Example 4: Open-Ended Story

The open-ended story can make a child acutely aware of some need he might have. Tell the story up to the point of the dilemma or decision. This is then used as a touch-off point for discussion about these needs and how they can be met.

Example 5: Object Lesson

Here is a simple, but visual approach. Give each kid a 12-to-18-inch piece of thin, bendable wire. Then show them a straight piece of wire of the same length, saying it illustrates God’s perfection and goodness. There is no crookedness in Him. Now have the kids bend their wires to describe how they think people are inside. Are they straight like God? Or do they do wrong things? Compare the wires. Encourage the kids to explain why their wires are bent or not bent. Lay each piece of wire by the straight piece which represents God. Use this as a springboard into a discussion about God’s expecting us to be perfect and sinless but how we, try as we might, can never be perfect, and reach His standard. Let the kids try to straighten out their wires perfectly. Let them compare the bumps and bends left – even after they have tried to straighten them – with the perfect wire representing God. So God, in love, says, “Stop trying. I’ve got a better way in Jesus Christ.”

Example 6: Emotions

Color is a visual means of expressing feeling. For example, yellow is peppy, cheerful, bright; blue is subdued, cool, perhaps even sad.

Hand out a sheet of paper to each kid and have crayons available. Choose some emotion, perhaps fear or loneliness. Let each kid color his paper to represent a particular time he felt this: he might draw figures, patterns, or whatever helps him express this. Encourage them to share their papers either with smaller groups, or with the entire group. Perhaps they could describe the situation, or just explain why they chose the colors they did.

When the whole group is assembled, you might want to list situations in which people feel lonely or afraid. Then discuss why we feel this way and what we can do about it. Jesus is the only person we can consistently count on to never leave us and to help us through each difficult circumstance.

You might use a similar approach with guilt. “Have you ever felt guilty, unclean inside, and you couldn’t get rid of the feeling?” They might feel reticent to share this with the group, but having them draw out this experience on paper makes them aware of the problem.
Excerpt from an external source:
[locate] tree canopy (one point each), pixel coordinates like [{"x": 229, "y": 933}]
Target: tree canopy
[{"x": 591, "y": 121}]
Why do we have this feeling? What can we do about it?

Love is another emotion you could approach in the same manner. By drawing situations in which kids gave or received love, you can then refocus on the greater love of God. Our earthly love is but a pattern, a shadow of the heavenly love. God loves us and wants the best for us, as proven by His sending Jesus.

Example 7: Field Trip

Take a field trip to a planetarium, an observatory, a zoo, a park, or any place where your kids can sense the wonder of God’s world. The creation around us is a powerful reminder of God. Help them see this. Point out the amazing organization and order, the vastness, the variety. You might say to them, “God created all of this. He is the greatest and most powerful. And this same God promises us His love as a free gift. Just think, the God who created you and everything you see around you, loves you and wants to take care of you. He sent Jesus Christ to show you His love in a special way. But you must accept His love. You must accept this gift of Jesus Christ.”